Attualità

Ovvero, l'Osteria (di San Cesario)

pubblicata il 25.07.2008

Anna Dente ha uno stuolo di ammiratori. Si produce in una cucina senza fronzoli, cospicua e concreta, dalla rusticità raffinata: e non è un'ossimoro, se varcando la soglia dell'Osteria di San Cesario si vede arrivare il cesto di verdura dai campi vicini, o se si ha voglia di leggere al storia dello scortichino da cui è nato tutto. Immota la filosofia: così parrebbe, a costo di qualche anacronismo nel trattamento dell'ospite (mamma mia quanta fatica per quel pos, e per due euri di resto...). Ma così va presa, in difesa dell'ultima pajata, Anna Dente e la sua cucina romanesca, vivida, integrale più che intergalista. Perchè ad onor del vero la pajata di San Cesario ha paragoni solo nell'Empireo, e le animelle che trovi qui, belle fritte del fritto che ti viene in mente quando pensi al fritto e non quelle cose esoterico-giapponesi che ti senti in obbligo di assaggiare con la bocca a cul di gallina, beh, difficile trovarne eguali.
  
Certo dall'ultima volta hai notato qualche piccola increspatura nelle valli del tempo: è arrivato un menù scritto, per la verità con qualche perchè di prosopopea, c'è la lista dei vini, in sala gira qualche persona in più e la chef si attarda a raccontarsela con qualche cliente affezionato o magari un semplice golosone di passaggio (o un australiano che vien da down under anche per Lei). Nella colonna di destra, quella dell'addizione, c'è qualche numerino in più di quanto ti ricordavi... ma mentre il budellamento e i rigatoni si fondono sul palato in poesia pura, l'ultima pajata diventa lenimento per tutto ciò, e perdoni.
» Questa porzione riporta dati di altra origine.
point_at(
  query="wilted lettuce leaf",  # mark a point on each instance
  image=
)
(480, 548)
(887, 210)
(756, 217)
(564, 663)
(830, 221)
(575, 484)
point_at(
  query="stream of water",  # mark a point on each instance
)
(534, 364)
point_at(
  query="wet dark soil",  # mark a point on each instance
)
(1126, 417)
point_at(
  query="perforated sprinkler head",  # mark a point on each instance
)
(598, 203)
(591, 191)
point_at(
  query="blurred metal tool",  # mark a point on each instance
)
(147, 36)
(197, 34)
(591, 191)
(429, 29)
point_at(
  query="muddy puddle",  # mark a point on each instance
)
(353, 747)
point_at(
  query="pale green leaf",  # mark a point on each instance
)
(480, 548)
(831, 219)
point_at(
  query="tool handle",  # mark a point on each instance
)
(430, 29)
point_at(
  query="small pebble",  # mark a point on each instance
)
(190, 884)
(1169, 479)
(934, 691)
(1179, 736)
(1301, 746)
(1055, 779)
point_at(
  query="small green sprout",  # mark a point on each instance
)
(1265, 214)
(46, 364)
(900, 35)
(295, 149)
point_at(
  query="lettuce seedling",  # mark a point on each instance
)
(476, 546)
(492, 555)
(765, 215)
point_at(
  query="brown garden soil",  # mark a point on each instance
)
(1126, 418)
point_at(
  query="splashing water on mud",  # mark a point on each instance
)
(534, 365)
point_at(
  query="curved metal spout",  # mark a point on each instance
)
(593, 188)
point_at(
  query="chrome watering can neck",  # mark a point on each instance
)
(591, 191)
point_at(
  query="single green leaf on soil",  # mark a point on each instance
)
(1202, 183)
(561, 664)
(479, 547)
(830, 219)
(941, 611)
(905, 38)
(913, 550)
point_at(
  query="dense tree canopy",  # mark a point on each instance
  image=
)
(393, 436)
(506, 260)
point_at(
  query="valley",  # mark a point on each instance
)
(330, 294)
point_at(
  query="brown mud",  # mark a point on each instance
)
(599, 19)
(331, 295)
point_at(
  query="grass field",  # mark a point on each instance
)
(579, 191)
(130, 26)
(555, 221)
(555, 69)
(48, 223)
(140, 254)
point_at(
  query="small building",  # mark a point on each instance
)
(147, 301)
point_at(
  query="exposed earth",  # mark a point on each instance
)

Hai vini quel che vuoi, e qualche Cesanese anche bicchierato, e un sottile senso di felicità s'insinua.Spenderai facilmente il mezzo metro, e magari anche qualcosa in più per tutto ciò ma solo con appetiti reboanti che ti consentano la cavalcata di quattro piatti: che i sapori sono così integri, così intensi che probabilmente ti fermerai al meno.